Потом пожрякали, можно сказать, из одного котла. В том смысле, что котлов‑то на караван и так всего два было, просто Шоорг, который в этой троице вроде как за главного был, сводил нас к этому самому котлу, где каждый и получил свою пайку вчерашней каши, а потом мы и есть сели в общий кружок. Разговоров особых не было, все быстро двигали челюстями, заряжаясь для долгого и напряженного дня.
Потом, быстро седлать лошадку, и вперед, на подвиги.

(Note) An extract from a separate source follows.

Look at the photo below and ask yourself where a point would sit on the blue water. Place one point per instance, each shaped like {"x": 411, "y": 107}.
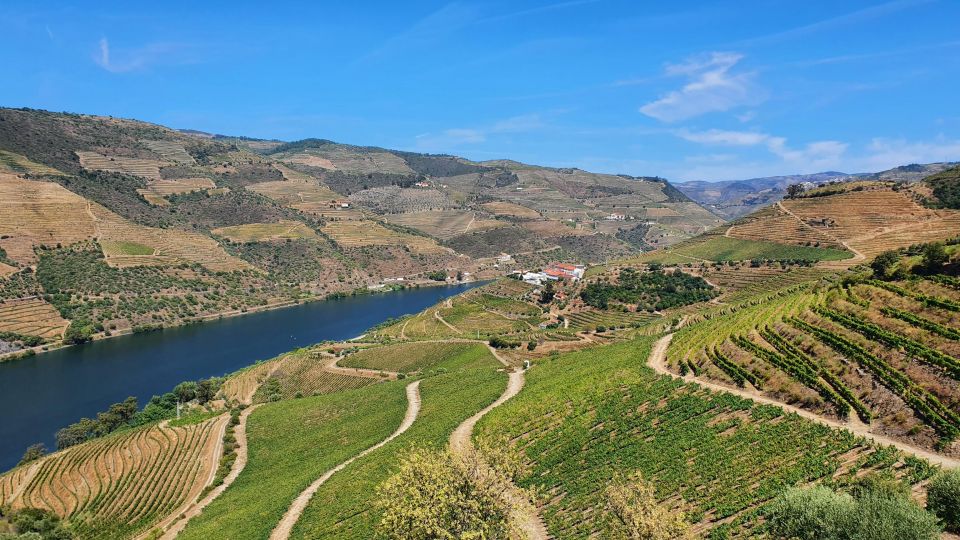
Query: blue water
{"x": 42, "y": 394}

В смысле — впереди каравана, на разведку….Думаете, мне уже настолько начали доверять? — Хренушки. Довольно быстро я понял, что меня по — прежнему старательно пасут, дав, однако некую видимость свободы. Мол — попробуй, птичка, улети. Тут‑то мы тебе заряд дроби в задницу‑то и засадим.

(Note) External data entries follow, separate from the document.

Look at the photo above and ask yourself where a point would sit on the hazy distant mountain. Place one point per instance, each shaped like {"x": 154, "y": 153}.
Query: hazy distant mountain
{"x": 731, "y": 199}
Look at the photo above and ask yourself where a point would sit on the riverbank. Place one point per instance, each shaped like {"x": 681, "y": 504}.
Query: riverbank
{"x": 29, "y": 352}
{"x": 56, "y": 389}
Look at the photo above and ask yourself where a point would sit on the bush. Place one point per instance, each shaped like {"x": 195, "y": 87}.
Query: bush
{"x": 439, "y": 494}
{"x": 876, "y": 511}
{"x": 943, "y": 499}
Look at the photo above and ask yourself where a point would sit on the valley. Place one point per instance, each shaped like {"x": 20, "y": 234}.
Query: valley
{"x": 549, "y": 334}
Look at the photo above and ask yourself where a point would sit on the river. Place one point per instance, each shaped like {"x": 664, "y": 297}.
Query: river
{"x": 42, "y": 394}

Ну да и я не дурак, такую возможность им давать. Вел себя смирно и правильно. Службу тянул исправно, в бега не пускался, провокации не устраивал….Ну по крайней мере, старался. Да только где‑то часа через три — четыре нашего движения, моя, модельной внешности лошадка, которую мне явно выдали как раз для того чтобы я не смог воспользоваться ею как средством для бегства, начала покрываться каплями пота, и заметно дрожать. Выносить страдания животного, сил больше не было, так что я слез с нее и пошел пешком. И сразу же, возле меня нарисовались Риишь с Лоутом, а Шоорг замаячил где‑то сзади, и почему‑то снова с изготовленным для стрельбы мушкетом в руках.
— Лошадь, больная, совсем нехорошо. — Пояснил я свои странные действия.
— Это да. — Внезапно, вполне добродушным тоном, заявил Лоут. — Траванулась она, овес со спорыньей нам подсунули, сволочи….Неделю не жрала ничего, зато дристала как не пойми чего. Мы уж думали, она как и остальные помрет, а ничего — выкарабкалась. Эти степнячки — скотинки живучие. А ты ничего так, с лошадками управляться умеешь.
— Моя… Я, ногой ходить. Лошадь пусть пока…, отдыхай. Я быстро, за вами…, успевать.
— Ладно. Мушкет на седло повесить можешь. С ним бегать несподручно….А эта твоя пистоля хоть заряжена?
— Заряжена… — Ответил я, не сразу сообразив, что под «пистолей» имеется ввиду мой автоматик. Да, пистолеты этого времени, типа тех с которыми нас учили обращаться, по размерам наверное мало уступали моему ПП-19, так что градом вопросов, о том что это за странную штуку я с собой таскаю, вопреки моим опасениям, местные меня не забросали. А что видок у него был дюже странный — так это времена штучного производства. Каждый мастер лепил свои изделия в меру своих талантов и представлений о прекрасном и удивительном. Тут тебе и пистолет совмещенный с топором, и с кинжалом, и даже саблей, и всяческие многостволки, и замки невероятных конструкций. А уж про изыски дизайна, я вообще молчу, и тебе курки в виде чертика, и всяческая резьба да гравировка. А еще — нам на занятиях показывали точную копию хранящегося в Оружейной палате шестизарядного кремневого револьвера, работы аж начала семнадцатого века. И даже дали желающим попробовать пострелять из него, хотя и предупредили, что попав на Землю-2, таких конструкций лучше избегать — уж очень ненадежная штука! Так что, при необходимости, я и из своей «пистоли» могу несколько раз подряд стрельнуть…, ну если только очень прижмет, конечно. Так‑то лучше не светить сразу все ее возможности.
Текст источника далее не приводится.